Un DUI doit permettre une gestion fine des droits des utilisateurs associée à la mise en place de modèles de dossiers variant en fonction des rôles des utilisateurs. Ainsi ne seront visibles par les différentes parties prenantes que les données qui concernent leurs interventions. Le principe de la diffusion de données personnelles strictement nécessaires à la finalité étant respecté, les demandes d’effacement seront limitées et opposables, le cas échéant.

La possibilité de supprimer la donnée d’un champ de manière indépendante d’un dossier de l’usager à l’autre permet de répondre aux demandes d’effacement ciblées des usagers dans le cadre de leur situation particulière.

De façon plus large que le droit à l’effacement, pour respecter le RGPD et d’autres contraintes réglementaires et législatives comme notamment les durées d’archivage, votre dossier de l’usager informatisé doit vous permettre de gérer au moins les deux premières phases du « cycle de vie » d’une donnée personnelle. La CNIL définit ainsi ces deux premières phases :

  • la conservation en base active pendant la durée nécessaire à la réalisation de la finalité qui a conduit à la collecte. L’accès aux données pour les personnes autorisées est alors facile et immédiat ;
  • l’archivage intermédiaire, où les données ne sont plus utiles dans le cadre de l’atteinte de l’objectif fixé, mais sont conservées pour des raisons qui peuvent être légales (durées d’archivage réglementées). Ces données restent consultables de manière ponctuelle et motivée par des personnes spécifiquement habilitées.

S’ensuit un archivage définitif ou une suppression définitive. Votre logiciel doit toujours vous permettre de réactiver une donnée dans un état antérieur, tant qu’elle n’est pas définitivement effacée. Il doit également vous permettre de procéder, à tout moment et selon un processus sécurisé, à la suppression définitive d’une donnée. Il vous permettra ainsi de répondre au droit à l’oubli de vos usagers.

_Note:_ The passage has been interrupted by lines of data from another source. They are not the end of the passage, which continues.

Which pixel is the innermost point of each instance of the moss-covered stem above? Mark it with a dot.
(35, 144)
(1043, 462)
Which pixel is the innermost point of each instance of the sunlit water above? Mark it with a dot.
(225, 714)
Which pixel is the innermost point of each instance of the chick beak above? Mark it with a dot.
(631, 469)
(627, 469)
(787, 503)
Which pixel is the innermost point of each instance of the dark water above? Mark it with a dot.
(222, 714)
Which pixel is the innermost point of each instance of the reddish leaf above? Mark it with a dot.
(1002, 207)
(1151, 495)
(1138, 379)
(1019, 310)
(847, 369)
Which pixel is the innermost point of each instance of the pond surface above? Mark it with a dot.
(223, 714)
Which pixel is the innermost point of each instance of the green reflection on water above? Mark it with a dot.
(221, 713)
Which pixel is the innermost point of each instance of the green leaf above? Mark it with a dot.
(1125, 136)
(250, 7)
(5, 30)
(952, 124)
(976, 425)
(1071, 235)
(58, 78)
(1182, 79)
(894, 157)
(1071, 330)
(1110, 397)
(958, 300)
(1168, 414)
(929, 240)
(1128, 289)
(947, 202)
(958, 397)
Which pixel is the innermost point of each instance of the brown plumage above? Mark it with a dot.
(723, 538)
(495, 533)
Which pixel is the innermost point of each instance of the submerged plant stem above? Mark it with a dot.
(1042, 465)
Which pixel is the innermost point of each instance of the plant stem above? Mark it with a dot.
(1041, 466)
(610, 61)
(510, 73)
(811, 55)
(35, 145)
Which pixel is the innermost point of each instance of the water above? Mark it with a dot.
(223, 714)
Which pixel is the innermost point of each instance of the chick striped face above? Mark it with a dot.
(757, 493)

DirIgami Usager, le dossier de l’usager informatisé de l’usager de Dir IPS, vous permet d’accompagner vos usagers dans le respect des contraintes du RGPD.

Des modèles de consentement de recueil et traitement d’informations sont disponibles par l’intermédiaire de la gestion électronique documentaire (GED) et l’usager peut avoir à chaque instant une vue de son dossier par l’édition d’un PDF horodaté. Les droits des utilisateurs (usagers ou professionnels) sont gérés finement et chacun ne peut consulter que ce qui a été au préalable défini par groupe d’utilisateurs.

Les données peuvent être archivées manuellement ou automatiquement en intégrant un élément déclencheur, comme la fin d’une prise en charge. Elles ne sont alors plus consultables par un accès utilisateur à DirIgami Usager, mais restent accessibles dans la base de données aux administrateurs du système. La suppression définitive après archivage peut être définie comme automatiquement après un délai (par exemple deux ans pour des factures) ou rester manuelle.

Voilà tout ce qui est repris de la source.